Finnish painter (born 1949)

Henry John Carl Wuorila-Stenberg (born February 6, 1949) is a Finnish Swedish artist, who in many of his works has tones of expressionism and surrealism.

Wuorila-Stenberg was born in Helsinki. He began his art studies in Finland 1967–1969 in the School of the Finnish Academy of Art as a private pupil and then in the Free Art School under the guidance of Tor Arne and Unto Pusa. He continued his studies in Accademia di Belle Arti di Roma 1970-71 and moved then to West Berlin, where in 1974 he earned his academic degree in the Berlin State School of Fine Arts. In 1978 he studied anatomy in Hochschule für Bildende Künste Dresden in the class of Gottfried Bammes.

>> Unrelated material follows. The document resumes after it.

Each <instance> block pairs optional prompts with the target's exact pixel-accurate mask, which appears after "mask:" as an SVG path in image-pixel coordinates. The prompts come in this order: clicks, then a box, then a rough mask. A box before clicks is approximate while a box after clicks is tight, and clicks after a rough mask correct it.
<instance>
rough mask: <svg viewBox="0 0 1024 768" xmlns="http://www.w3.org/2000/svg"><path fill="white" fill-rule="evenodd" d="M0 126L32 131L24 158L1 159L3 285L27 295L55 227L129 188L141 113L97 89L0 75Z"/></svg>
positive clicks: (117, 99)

Wuorila-Stenberg has been a long-time teacher of painting. He worked in the University of Art and Design 1984-98 and in the Academy of Fine Arts in 1996-2005 first as a part-time teacher and then as a professor and the head of the department of painting.

Wuorila-Stenberg has been awarded with the Finland Prize in 1996, an honorary diploma of the World Cultural Council in 2003 and the Pro Finlandia Medal in 2004.

In 2013 he published his autobiography Hämärän näkijä (in Finnish).